Beijing, March 25, 2025 – In a significant breakthrough in the field of multimodal large language models (MLLMs), researchers from Peking University and Alibaba’s Tongyi Wanxiang Lab have unveiled UFO, a novel approach to fine-grained visual perception. This innovative method allows MLLMs to perform precise image segmentation and object detection using a mere 16 tokens, eliminating the need for Segment Anything Model (SAM) or Grounding DINO.
The research, led by first author Hao Tang, a Ph.D. student at Peking University focusing on unified multimodal task modeling algorithms, and supervised by Professor Liwei Wang, a renowned professor at Peking University’s School of Intelligence Science and Technology, promises to revolutionize how MLLMs interact with and understand visual information. Professor Wang’s accolades include a Best Paper Award at NeurIPS 2024, a Distinguished Paper Award at ICLR 2023, and a Distinguished Paper Nomination at ICLR 2024, highlighting the team’s expertise and the potential impact of their work.
The core of UFO lies in its feature retrieval-based segmentation method.

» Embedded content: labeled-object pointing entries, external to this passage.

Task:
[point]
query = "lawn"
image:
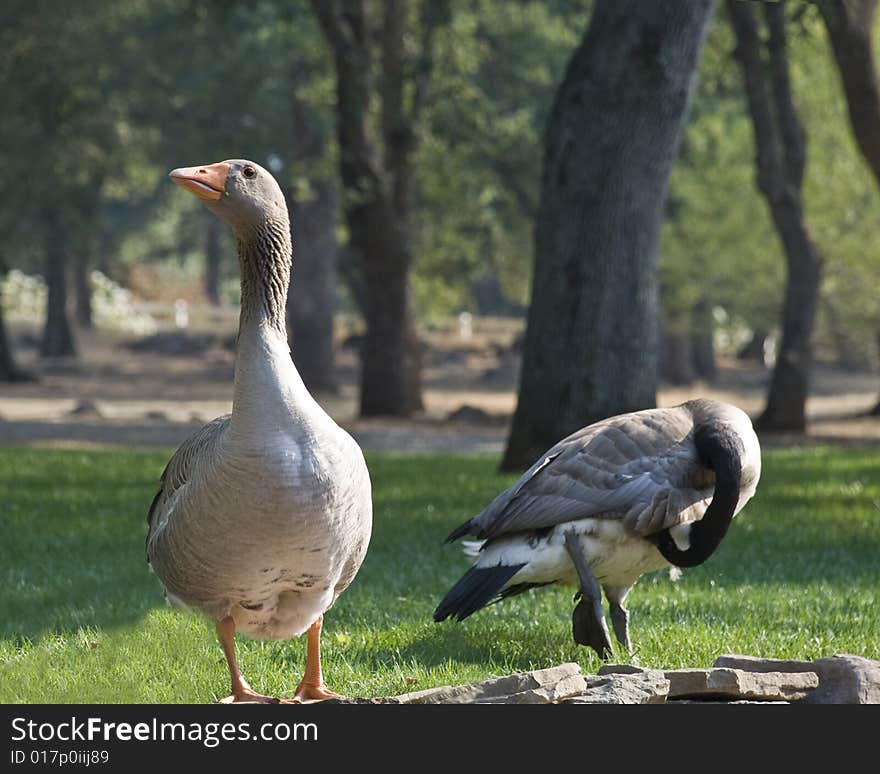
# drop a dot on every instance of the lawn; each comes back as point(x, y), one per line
point(83, 619)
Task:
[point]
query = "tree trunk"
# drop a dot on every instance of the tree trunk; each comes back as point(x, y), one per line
point(755, 348)
point(311, 300)
point(676, 357)
point(212, 260)
point(377, 193)
point(780, 153)
point(703, 341)
point(58, 338)
point(9, 372)
point(82, 286)
point(590, 343)
point(850, 26)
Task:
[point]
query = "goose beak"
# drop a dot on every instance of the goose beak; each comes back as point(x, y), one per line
point(208, 182)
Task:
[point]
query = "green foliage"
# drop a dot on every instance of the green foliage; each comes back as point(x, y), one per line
point(719, 242)
point(84, 620)
point(101, 100)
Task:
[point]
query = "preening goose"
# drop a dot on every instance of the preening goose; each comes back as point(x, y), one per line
point(264, 515)
point(619, 498)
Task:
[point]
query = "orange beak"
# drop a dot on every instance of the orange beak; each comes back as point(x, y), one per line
point(207, 182)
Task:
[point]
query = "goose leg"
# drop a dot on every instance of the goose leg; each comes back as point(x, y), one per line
point(588, 619)
point(312, 687)
point(241, 691)
point(620, 624)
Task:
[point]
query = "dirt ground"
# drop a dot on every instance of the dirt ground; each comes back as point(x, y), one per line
point(116, 396)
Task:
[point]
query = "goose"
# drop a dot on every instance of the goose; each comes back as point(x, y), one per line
point(264, 515)
point(625, 496)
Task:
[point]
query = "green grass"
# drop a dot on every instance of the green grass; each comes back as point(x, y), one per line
point(82, 619)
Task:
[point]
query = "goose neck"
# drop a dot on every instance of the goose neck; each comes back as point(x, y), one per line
point(264, 254)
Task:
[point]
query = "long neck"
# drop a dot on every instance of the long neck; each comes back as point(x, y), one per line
point(269, 394)
point(264, 253)
point(721, 450)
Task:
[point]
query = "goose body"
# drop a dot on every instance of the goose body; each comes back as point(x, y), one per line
point(264, 515)
point(626, 496)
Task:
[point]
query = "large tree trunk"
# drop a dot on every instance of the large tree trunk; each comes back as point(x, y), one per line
point(377, 193)
point(850, 27)
point(311, 300)
point(780, 154)
point(58, 338)
point(590, 344)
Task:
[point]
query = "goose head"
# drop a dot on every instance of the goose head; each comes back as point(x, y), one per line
point(239, 192)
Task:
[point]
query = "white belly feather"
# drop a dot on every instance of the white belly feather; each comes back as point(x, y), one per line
point(616, 557)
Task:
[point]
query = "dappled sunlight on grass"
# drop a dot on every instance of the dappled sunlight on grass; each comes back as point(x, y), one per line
point(84, 619)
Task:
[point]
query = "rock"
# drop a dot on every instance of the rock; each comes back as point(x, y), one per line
point(846, 679)
point(541, 686)
point(621, 669)
point(85, 409)
point(648, 686)
point(739, 684)
point(729, 701)
point(843, 678)
point(755, 664)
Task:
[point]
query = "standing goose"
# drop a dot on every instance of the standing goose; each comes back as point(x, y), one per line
point(619, 498)
point(264, 515)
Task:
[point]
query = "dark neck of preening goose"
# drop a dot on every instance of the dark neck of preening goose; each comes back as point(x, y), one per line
point(265, 255)
point(721, 450)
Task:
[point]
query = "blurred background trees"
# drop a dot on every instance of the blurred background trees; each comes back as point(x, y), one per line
point(446, 105)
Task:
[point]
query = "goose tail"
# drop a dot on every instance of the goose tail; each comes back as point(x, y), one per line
point(474, 590)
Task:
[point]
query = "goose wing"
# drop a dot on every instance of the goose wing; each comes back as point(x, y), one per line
point(641, 468)
point(179, 470)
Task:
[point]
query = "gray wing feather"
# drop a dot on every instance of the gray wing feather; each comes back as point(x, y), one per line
point(641, 468)
point(179, 468)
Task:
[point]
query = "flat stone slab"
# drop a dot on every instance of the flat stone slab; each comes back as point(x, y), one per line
point(648, 686)
point(541, 686)
point(843, 677)
point(739, 684)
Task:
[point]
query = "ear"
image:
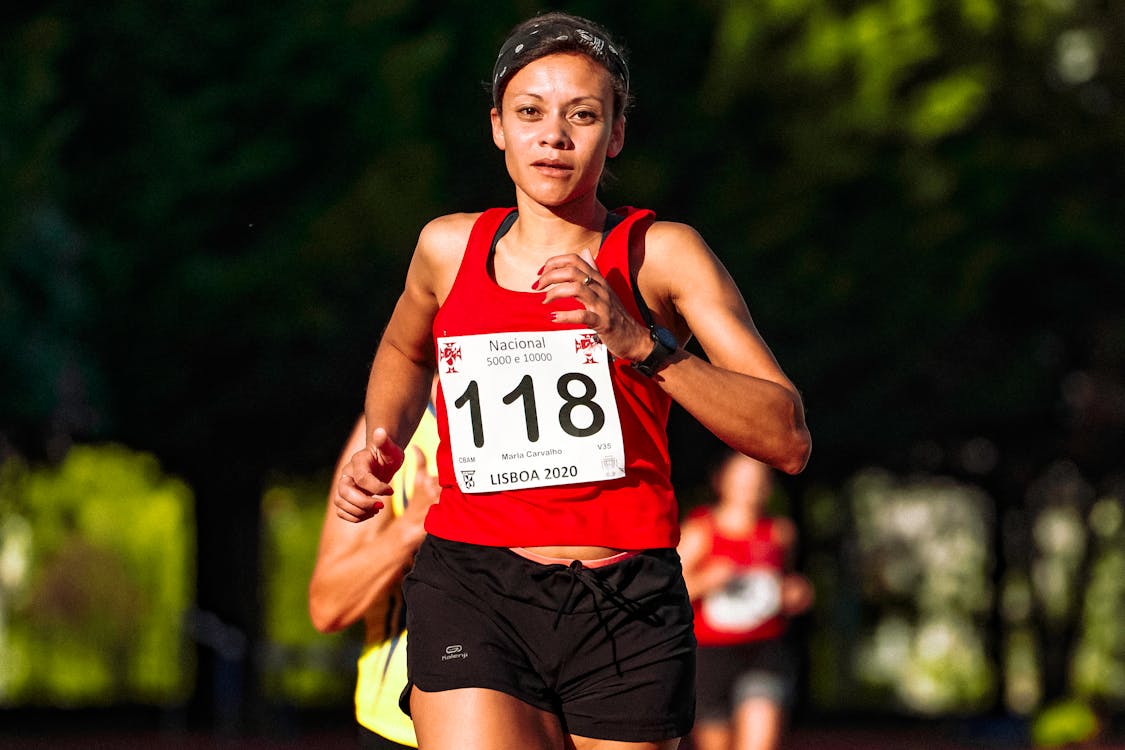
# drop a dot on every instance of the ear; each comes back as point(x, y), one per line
point(617, 137)
point(497, 129)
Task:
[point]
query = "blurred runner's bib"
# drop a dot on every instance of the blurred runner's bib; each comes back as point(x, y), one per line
point(746, 602)
point(530, 409)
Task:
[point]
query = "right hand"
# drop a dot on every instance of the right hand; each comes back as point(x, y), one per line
point(366, 479)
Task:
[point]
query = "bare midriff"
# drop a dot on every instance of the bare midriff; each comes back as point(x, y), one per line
point(575, 551)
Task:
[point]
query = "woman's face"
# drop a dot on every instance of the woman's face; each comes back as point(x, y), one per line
point(557, 127)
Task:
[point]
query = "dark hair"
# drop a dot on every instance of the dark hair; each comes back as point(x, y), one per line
point(560, 33)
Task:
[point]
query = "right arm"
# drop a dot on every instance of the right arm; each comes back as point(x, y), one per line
point(358, 563)
point(398, 386)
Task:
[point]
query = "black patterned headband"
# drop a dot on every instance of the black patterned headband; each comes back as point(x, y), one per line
point(590, 42)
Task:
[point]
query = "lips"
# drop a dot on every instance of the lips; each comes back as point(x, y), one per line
point(551, 166)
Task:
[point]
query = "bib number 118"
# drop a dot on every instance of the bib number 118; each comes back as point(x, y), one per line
point(576, 390)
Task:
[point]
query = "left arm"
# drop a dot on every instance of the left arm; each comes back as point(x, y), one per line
point(739, 391)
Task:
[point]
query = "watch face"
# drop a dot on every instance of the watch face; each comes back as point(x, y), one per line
point(665, 337)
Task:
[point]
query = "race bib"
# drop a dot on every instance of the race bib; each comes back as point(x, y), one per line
point(530, 409)
point(745, 603)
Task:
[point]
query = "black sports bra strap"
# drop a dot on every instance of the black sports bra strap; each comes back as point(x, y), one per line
point(611, 222)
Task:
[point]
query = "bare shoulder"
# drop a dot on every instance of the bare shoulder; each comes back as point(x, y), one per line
point(447, 234)
point(439, 252)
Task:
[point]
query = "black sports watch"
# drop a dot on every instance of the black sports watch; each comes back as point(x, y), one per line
point(664, 345)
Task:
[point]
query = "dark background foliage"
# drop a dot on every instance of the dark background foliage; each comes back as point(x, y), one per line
point(206, 210)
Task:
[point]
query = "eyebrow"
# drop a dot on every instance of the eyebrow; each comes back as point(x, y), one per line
point(541, 98)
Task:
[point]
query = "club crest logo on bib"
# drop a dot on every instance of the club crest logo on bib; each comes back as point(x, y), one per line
point(530, 409)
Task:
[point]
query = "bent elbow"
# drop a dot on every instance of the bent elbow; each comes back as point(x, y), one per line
point(798, 454)
point(325, 619)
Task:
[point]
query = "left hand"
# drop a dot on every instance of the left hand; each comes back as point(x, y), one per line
point(577, 276)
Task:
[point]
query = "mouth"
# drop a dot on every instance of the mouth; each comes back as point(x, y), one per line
point(551, 166)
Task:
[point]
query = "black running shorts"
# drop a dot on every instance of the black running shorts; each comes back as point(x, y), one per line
point(610, 650)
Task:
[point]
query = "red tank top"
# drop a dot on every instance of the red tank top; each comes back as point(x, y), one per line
point(748, 608)
point(637, 511)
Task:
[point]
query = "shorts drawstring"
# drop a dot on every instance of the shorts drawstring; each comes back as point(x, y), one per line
point(596, 586)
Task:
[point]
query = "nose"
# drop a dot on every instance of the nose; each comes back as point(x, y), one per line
point(556, 133)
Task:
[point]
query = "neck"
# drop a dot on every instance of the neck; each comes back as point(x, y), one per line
point(550, 225)
point(545, 232)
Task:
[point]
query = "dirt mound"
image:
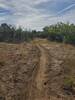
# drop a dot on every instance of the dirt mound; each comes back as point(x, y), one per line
point(39, 70)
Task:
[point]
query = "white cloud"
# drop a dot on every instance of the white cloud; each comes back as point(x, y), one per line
point(26, 15)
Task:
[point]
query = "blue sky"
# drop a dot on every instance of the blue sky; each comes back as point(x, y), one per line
point(35, 14)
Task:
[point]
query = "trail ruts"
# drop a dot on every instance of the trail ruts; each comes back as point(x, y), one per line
point(23, 76)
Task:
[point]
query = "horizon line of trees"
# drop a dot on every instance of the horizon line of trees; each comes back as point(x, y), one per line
point(59, 32)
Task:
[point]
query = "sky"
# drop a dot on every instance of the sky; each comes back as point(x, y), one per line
point(36, 14)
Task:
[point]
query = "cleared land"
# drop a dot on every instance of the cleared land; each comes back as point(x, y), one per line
point(40, 70)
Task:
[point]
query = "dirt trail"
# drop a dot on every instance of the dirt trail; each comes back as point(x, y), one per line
point(41, 72)
point(40, 92)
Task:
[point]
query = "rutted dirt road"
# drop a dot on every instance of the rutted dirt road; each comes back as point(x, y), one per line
point(37, 71)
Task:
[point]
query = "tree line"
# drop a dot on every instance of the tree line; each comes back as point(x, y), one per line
point(59, 32)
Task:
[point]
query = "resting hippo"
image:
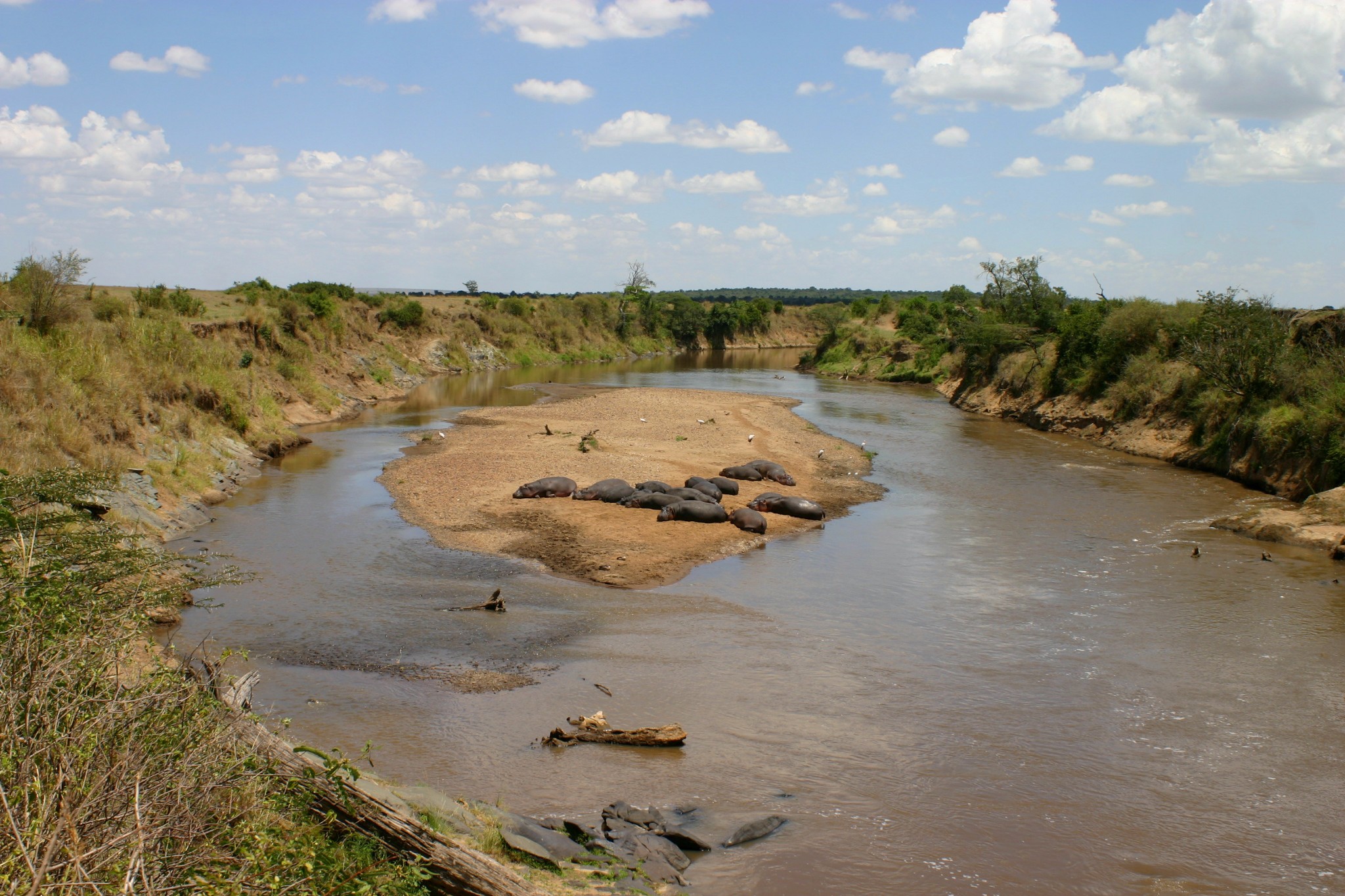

Instead of relying on complex models like SAM, UFO reframes the segmentation task as a similarity calculation between token features and image features. This elegant approach significantly reduces computational overhead and allows for highly efficient and accurate segmentation with minimal output.
UFO represents a paradigm shift in how MLLMs can perceive and understand visual information, explains Tang. By simplifying the segmentation process and reducing the reliance on external models, we’ve created a more efficient and accessible solution for a wide range of applications.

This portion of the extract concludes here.